Danielle RaadFellow; Curator in Virtual Residence
Danielle Raad is an anthropologist, educator, and a Postdoctoral Fellow in Academic Affairs and Outreach at the Yale University Art Gallery. In this current role, she practices art-based pedagogies and focuses on expanding university-level curricular engagement with the museum’s collections. Over the summer of 2023, Danielle will become Curator of the Stanford University Archaeological Collections and Assistant Director of Collections of the Stanford Archaeology Center.
Danielle completed a PhD in Anthropology and a Graduate Certificate in Public History from the University of Massachusetts Amherst. She is also a graduate of Lesley University (MEd, Secondary Education), the Massachusetts Institute of Technology (SM, Materials Science and Engineering), Harvard University (MA, Chemistry), and Brown University (BSc, Chemistry). An experienced educator, Danielle has been a high school teacher and community college instructor and has developed and published innovative interdisciplinary curricula in physics and archaeology.
An “orogenic ethnographer,” Danielle studies the making of place on mountain landscapes. Her first book project is an ethnography of Mount Holyoke, a peak in western Massachusetts with an iconic view from the summit and distinctive flora, fauna, and geology with which many people in the region have a deep personal connection. She explores how environmental and historical consciousness are interrelated and how attachments to place are influenced by cultural movements as well as collective, family, and individual memory. This multi-stranded story considers community activism (the work of environmental conservationists and historic preservationists), the creation and propagation of historical narratives and visions of the landscape, and engagements with the more-than-human environment over two centuries.
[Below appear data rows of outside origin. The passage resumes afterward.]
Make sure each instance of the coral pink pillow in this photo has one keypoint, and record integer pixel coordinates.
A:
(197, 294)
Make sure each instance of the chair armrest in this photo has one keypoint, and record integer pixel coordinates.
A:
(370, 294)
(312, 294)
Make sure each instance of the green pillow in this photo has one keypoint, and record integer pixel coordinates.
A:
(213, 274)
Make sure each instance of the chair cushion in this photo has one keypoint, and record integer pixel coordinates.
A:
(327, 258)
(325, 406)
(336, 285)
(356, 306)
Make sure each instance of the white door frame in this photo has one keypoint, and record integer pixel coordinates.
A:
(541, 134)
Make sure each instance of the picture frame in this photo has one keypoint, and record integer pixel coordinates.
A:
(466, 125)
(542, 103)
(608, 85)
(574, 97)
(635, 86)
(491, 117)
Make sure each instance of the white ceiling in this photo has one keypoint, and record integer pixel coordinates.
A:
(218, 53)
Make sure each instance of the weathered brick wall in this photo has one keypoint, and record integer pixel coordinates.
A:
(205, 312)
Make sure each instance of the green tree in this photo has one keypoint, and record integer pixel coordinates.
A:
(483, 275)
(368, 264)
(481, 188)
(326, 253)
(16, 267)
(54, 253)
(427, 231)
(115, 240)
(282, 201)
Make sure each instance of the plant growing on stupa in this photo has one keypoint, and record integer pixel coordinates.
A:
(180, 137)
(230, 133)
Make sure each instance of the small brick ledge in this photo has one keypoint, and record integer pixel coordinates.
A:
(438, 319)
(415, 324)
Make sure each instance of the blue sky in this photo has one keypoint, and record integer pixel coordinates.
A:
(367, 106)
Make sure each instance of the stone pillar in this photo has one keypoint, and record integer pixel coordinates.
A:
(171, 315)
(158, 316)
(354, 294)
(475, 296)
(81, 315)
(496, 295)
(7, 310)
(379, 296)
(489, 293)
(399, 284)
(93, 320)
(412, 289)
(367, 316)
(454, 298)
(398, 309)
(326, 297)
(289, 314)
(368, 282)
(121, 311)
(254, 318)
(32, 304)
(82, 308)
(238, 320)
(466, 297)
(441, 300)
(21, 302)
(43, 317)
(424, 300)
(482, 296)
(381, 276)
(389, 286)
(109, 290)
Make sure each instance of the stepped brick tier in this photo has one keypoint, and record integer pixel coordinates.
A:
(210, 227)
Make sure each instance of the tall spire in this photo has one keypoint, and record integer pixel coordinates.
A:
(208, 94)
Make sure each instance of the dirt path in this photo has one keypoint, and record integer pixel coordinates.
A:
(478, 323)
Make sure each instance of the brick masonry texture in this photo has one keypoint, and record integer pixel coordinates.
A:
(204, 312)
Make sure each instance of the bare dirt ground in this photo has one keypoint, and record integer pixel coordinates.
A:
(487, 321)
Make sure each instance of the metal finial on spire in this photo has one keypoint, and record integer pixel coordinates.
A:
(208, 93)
Danielle has also written about the creation of a collective vision of American mountain landscapes through the dissemination of visual media and the ways in which this vision is implicated in colonizing, nationalizing, and exclusionary processes.
Conceptualizing veganism as an anthropological theoretical lens through which to analyze how systems of oppression in human societies are reproduced in our interactions with nonhuman animals, Danielle enacts veganism as a performative feminist and de-colonizing stance that rejects and bears witness to both human and nonhuman animal injustices.